Sé bien que tus cabellos negros están más finamente entrelazados que las pajas de un nido.
Apoyas la cabeza en la palma de tu mano izquierda y te recorro. Nunca te peines por favor. Me gustan esos hilos pintados de noche. No quiero desenredarlos, porque en ese laberinto me pierdo cada vez que te miro.
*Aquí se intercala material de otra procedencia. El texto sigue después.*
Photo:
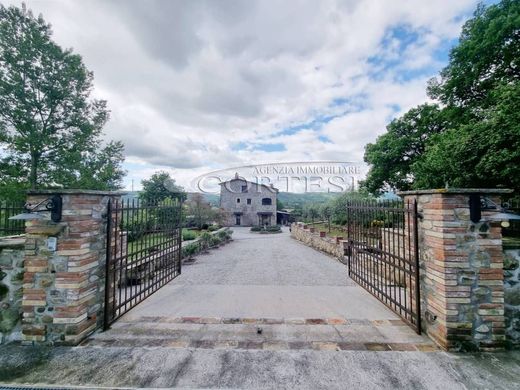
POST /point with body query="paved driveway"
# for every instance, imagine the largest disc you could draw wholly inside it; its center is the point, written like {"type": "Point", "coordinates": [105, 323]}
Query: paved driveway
{"type": "Point", "coordinates": [318, 330]}
{"type": "Point", "coordinates": [263, 276]}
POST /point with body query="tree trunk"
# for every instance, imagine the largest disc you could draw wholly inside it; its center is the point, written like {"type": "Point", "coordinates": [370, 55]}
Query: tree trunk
{"type": "Point", "coordinates": [33, 175]}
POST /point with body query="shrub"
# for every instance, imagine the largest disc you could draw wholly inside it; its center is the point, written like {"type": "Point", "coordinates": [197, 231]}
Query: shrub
{"type": "Point", "coordinates": [214, 241]}
{"type": "Point", "coordinates": [205, 239]}
{"type": "Point", "coordinates": [188, 235]}
{"type": "Point", "coordinates": [222, 235]}
{"type": "Point", "coordinates": [189, 250]}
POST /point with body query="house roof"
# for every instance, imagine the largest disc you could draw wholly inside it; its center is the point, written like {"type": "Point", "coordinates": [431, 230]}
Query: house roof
{"type": "Point", "coordinates": [252, 182]}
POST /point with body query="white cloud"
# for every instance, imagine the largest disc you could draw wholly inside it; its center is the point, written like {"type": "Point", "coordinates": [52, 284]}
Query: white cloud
{"type": "Point", "coordinates": [187, 80]}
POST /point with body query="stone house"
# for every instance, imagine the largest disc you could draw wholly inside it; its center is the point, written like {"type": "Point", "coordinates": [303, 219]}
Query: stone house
{"type": "Point", "coordinates": [247, 203]}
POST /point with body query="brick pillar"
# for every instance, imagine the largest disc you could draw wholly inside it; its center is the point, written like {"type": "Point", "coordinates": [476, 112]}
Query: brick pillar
{"type": "Point", "coordinates": [63, 290]}
{"type": "Point", "coordinates": [462, 291]}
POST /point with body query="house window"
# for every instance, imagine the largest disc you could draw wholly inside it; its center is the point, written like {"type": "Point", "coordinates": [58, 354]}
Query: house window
{"type": "Point", "coordinates": [267, 202]}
Los ojos oscuros brillan entre la piel límpida, tu frente está
despejada y una fina línea en un costado de tu cabeza separa las serpientes que
se envuelven, se tocan, se aparean, te respiran,
te sienten.
Hace un par de noches aparecieron tus cabellos. Me
sorprendiste cuando llegaste de improviso. Hoy te vuelvo a ver. Estaba seguro
que levantarías la mirada y me ibas a reflejar en tus pupilas. Me he sentado
frente a ti; te miro con cuidado.
Golpeo el suelo desesperado. ¿Qué he soñado?
No paro de mirarte, ¿qué respuesta busco? Me impaciento, escribo y vuelvo a
mirarte. Es inevitable.
Quisiera desenredarte para salir de este laberinto,
pero un peine no sería suficiente para destruir las líneas que me sumergen al
interior de tus cabellos.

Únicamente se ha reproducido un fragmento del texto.